Bank of Ireland plunges after buyback plan spooks market
BoI targets €2.6bn of subordinated bonds in aggressive move that pushes shares to all-time low of 14 cent
BANK of Ireland shares hit an all-time low yesterday as its shareholders face significant dilution, under a "burden-sharing" deal.
Shares plunged after the bank launched an aggressive offer aimed at cutting €2.6bn of subordinated debt, mostly by handing shares to bondholders.
It means current shareholders will see their stake diluted. BoI shares fell more than 20pc in a matter of hours after the news, to hit the all-time low of just 14 cent each.
The offer is part of the effort to cut the cost to the State of bailing out banks, by forcing some of the losses on private-sector investors, including subordinated bondholders and current shareholders.
Yesterday, BoI said it would offer to buy back and cancel €2.6bn of subordinated bonds. It will offer cash prices of 10 cent in the euro for 'Tier 1' securities and 20 cent in the euro for 'Tier 2' debt.
The cash-offer price does not include any accrued interest.
Bondholders that opt to be paid in bank shares instead of cash will get a better deal, however. The offer to swap bonds for shares has not yet been set, but the bank said it would be at a premium to the cash offer and would include a consideration for unpaid interest.
The cash price on offer is aggressively low. The 20 cent in the euro for the Tier 2 bonds compares to the 50 cent in the euro which the bonds were being traded for just before the terms were announced.
By yesterday afternoon the same bonds were trading at 37 to 40 cent in the euro. That's still well above the 20 cent per euro cash price.
The offer will include a clause to give the bank powers to hit bondholders that reject the deal with even bigger losses.
One bond trader said yesterday's bond prices reflected uncertainty about the final offer terms, as well as an effort by the market to estimate the value of the share offer.
Shares fell because the bond offer made it likely that the bank's current shareholders would end up with a smaller, less valuable stake.
The terms of the exchange offer will be finalised and launched to the market within days, according to people at the bank.
The buyback offer is part of the "burden sharing" the Government is using to reduce the overall cost to the taxpayer of recapitalising the banks.
BoI needs to raise €4.2bn in fresh cash in order to comply with tough new Central Bank rules. The buyback will help because the difference between the offer price and the face value of the bonds is counted as a profit for the bank.
If all of the subordinated bondholders take shares instead of cash it could end up costing the Government nothing.
However, even if all of the bonds are swapped for shares BoI still needs to raise a further €1.6bn in cash either from new investors, existing private sector shareholders, or the State.
It's not yet clear how large a share of the bank bondholders could end up controlling.

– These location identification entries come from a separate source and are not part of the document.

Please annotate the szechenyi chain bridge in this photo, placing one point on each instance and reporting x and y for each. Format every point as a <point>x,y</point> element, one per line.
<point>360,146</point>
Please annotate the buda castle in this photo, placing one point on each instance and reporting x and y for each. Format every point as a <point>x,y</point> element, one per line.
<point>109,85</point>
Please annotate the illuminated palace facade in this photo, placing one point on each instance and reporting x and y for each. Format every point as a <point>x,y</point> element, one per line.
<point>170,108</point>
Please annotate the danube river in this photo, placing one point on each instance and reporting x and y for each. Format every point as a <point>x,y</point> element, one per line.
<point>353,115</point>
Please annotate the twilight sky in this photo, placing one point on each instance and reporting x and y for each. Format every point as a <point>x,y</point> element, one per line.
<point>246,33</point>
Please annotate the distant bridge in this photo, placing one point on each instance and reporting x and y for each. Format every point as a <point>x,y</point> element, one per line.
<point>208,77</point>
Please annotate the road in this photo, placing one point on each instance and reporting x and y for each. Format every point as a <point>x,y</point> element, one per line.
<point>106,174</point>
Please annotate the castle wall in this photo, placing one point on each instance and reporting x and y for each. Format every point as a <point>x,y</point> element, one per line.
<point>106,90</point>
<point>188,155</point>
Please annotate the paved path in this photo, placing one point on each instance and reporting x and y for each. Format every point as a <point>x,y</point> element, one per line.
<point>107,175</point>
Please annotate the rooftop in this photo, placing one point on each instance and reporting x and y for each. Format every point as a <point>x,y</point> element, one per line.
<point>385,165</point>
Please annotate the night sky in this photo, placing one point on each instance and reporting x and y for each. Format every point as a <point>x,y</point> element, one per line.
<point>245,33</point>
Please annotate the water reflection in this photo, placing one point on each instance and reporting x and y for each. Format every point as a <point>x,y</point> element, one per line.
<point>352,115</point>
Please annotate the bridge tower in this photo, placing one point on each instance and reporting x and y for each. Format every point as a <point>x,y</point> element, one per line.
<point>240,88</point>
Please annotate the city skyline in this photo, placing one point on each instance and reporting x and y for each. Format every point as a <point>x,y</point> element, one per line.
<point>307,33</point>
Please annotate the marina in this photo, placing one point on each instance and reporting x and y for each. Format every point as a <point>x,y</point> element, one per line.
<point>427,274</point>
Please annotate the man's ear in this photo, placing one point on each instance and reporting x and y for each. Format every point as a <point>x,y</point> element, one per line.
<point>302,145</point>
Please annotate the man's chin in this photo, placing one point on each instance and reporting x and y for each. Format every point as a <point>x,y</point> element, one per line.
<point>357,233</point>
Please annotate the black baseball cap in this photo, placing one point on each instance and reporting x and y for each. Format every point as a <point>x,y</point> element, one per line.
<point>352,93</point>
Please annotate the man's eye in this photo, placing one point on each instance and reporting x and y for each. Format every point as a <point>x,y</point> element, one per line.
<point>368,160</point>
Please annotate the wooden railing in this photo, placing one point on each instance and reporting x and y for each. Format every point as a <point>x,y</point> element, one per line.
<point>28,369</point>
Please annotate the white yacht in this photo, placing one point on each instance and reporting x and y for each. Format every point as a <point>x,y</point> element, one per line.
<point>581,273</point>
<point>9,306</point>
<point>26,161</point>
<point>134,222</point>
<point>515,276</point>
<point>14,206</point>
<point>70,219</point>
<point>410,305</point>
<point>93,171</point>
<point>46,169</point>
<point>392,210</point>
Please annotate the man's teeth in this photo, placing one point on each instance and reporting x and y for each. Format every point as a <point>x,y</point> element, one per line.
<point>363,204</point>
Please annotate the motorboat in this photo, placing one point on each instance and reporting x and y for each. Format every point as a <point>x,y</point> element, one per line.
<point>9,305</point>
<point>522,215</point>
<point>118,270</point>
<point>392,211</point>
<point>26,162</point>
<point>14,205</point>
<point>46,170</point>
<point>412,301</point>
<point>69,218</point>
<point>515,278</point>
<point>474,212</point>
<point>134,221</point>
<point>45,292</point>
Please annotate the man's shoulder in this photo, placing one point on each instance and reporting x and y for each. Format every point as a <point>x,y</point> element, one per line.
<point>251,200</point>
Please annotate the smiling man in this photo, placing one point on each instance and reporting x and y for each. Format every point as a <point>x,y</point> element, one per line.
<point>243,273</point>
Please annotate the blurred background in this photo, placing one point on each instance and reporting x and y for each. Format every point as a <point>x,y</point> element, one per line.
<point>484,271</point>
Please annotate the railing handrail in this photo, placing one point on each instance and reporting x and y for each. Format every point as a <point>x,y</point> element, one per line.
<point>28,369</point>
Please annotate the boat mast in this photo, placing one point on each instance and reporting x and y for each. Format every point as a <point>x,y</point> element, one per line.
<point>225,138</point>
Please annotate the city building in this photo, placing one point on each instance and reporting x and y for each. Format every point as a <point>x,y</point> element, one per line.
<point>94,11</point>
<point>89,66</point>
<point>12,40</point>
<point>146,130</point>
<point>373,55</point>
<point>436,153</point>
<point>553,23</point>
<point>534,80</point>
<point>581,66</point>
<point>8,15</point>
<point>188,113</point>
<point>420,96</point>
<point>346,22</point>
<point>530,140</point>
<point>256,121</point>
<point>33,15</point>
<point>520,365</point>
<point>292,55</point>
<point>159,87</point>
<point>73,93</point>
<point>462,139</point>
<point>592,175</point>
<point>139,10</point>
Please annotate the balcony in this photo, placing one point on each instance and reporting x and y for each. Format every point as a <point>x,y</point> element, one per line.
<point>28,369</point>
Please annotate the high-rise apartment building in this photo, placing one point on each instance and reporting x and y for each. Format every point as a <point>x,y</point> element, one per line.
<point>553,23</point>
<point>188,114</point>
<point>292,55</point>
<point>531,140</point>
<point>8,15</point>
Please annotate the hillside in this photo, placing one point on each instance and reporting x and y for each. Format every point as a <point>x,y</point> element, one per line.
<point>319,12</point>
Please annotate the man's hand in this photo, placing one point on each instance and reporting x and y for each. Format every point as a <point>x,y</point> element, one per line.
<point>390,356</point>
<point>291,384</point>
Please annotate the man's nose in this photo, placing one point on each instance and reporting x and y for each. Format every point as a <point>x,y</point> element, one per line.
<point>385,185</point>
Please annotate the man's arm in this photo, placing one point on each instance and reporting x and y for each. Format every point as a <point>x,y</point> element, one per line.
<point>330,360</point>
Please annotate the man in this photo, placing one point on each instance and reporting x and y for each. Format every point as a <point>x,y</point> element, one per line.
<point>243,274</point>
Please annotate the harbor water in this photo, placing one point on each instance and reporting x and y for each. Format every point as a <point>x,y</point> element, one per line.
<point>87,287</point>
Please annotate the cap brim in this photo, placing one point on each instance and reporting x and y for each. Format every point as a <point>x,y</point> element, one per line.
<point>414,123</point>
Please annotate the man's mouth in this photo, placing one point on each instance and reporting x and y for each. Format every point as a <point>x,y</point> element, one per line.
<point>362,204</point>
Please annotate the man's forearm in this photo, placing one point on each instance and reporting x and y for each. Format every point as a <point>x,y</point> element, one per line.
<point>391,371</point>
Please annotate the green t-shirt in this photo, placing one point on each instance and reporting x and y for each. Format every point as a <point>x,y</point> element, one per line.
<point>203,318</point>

A source familiar with the deal said he did not expect bondholders to end up with a majority share.
If the deal succeeds, the Government will avoid raising its stake in the bank above the current 39pc shareholding.
Irish Life & Permanent (LI&P) and EBS Building Society also announced deals to impose losses of between 80pc and 90pc on their subordinated bondholders.
IL&P said it would offer lenders owed €840m of debt 20pc of the original value.
EBS will buy back around €260m of its subordinated bonds, at 10pc and 20pc of face value.
Finance minister Michael Noonan is pushing ahead with the buy backs in spite of legal efforts to block an earlier buyback of AIB bonds.
Investors Aurelius and Abadi are still waiting to go to court with their legal challenge to try to halt the buyback of AIB bonds.